DES MOINES, Iowa - A recent string of shootings on Des Moines' southeast side has some residents concerned for their family's safety.
"Through the week, it's peaceful. Just on the weekend, it seems like people have a little too much to drink, a little too much of something, and go crazy," said Barbara Perry, who lives along King Avenue on Des Moines' southeast side.
Perry and others are scratching their heads over the recent string of shootings that seem to be taking over the area during the month of August.
"I've lived here 31, 32 years, and never seen it this bad," said Jo Gillespie, another resident. "And it's bad all over the whole city of Des Moines, I know, but this is just a little too close for comfort."
The uptick in violent crime has Des Moines police officers ramping up their presence in the area.
"Unfortunately we can't be everywhere all the time, but when we start using the resources that we have available to us, whether it's the technology that's seeing spikes in crime, and then some of our different policing strategies, we've been able to move officers into that area and definitely make an impact on the activity there," said Sgt. Paul Parizek with the Des Moines Police Department.
For residents like Perry, who just moved in in March, that one-year lease she signed is starting to seem like a mistake.
"Caught myself getting away from all that when I moved from 12th Street, but I got over here and got into something a little bit deeper, even closer to me, so I'm ready to go," she said.
Perry says she's concerned with her grand-childrens' safety - they start school on Wednesday. And Riverwoods Elementary School is just around the corner, leaving other families in the area nervous.
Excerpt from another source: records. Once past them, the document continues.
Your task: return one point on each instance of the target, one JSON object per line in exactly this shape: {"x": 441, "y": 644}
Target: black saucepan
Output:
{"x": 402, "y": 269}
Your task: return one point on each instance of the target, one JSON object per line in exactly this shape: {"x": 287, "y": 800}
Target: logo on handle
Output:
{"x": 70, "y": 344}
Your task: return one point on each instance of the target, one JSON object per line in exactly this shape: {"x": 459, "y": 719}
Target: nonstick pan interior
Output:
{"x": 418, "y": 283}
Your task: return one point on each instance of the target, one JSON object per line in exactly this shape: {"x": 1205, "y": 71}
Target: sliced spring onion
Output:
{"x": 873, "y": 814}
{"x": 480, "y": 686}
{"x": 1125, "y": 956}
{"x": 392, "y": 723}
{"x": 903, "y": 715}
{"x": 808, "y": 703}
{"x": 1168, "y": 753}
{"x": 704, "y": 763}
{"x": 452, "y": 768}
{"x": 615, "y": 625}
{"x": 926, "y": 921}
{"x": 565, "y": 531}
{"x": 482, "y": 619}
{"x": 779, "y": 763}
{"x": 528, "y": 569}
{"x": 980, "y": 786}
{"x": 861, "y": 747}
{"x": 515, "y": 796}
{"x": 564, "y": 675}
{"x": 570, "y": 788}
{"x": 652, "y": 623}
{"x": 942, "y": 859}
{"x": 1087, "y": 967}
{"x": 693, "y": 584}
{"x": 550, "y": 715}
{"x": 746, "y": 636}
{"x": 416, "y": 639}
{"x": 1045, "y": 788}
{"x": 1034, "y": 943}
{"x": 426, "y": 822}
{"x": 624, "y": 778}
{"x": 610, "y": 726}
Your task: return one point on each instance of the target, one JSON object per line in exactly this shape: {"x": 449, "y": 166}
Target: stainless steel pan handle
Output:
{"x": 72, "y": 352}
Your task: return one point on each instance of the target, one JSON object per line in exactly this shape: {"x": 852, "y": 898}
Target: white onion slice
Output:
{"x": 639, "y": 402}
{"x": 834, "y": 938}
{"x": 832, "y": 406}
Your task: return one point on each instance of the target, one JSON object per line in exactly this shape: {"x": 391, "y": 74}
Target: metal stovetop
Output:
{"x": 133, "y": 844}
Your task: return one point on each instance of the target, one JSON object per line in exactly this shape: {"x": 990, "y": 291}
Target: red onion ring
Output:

"I'm very worried, I'm very concerned for the children - not only the children, but all the people who have lived in this neighborhood for many, many years," Gillespie said. "And have taken good care of their homes and their properties, and it's always been a good area. But now, it's totally out of control. This is just too much."
As police use technology to monitor the hotspots of Des Moines crime, they say it's not the neighborhood itself that's the problem.
"It's not a problem with the neighborhood, it's oftentimes a problem with a person or persons in a neighborhood," Sgt. Parizek said.
Gillespie says she plans to take her concerns to the neighborhood watch group, hoping to put more pressure on landlords in the area to screen their renters with more scrutiny.
"I know there's a lot of slumlords, and if they keep renting to people like that - and nothing personal about anybody, I'm not judging anybody - but if that's what they're going to do, these landlords need to get control," she said.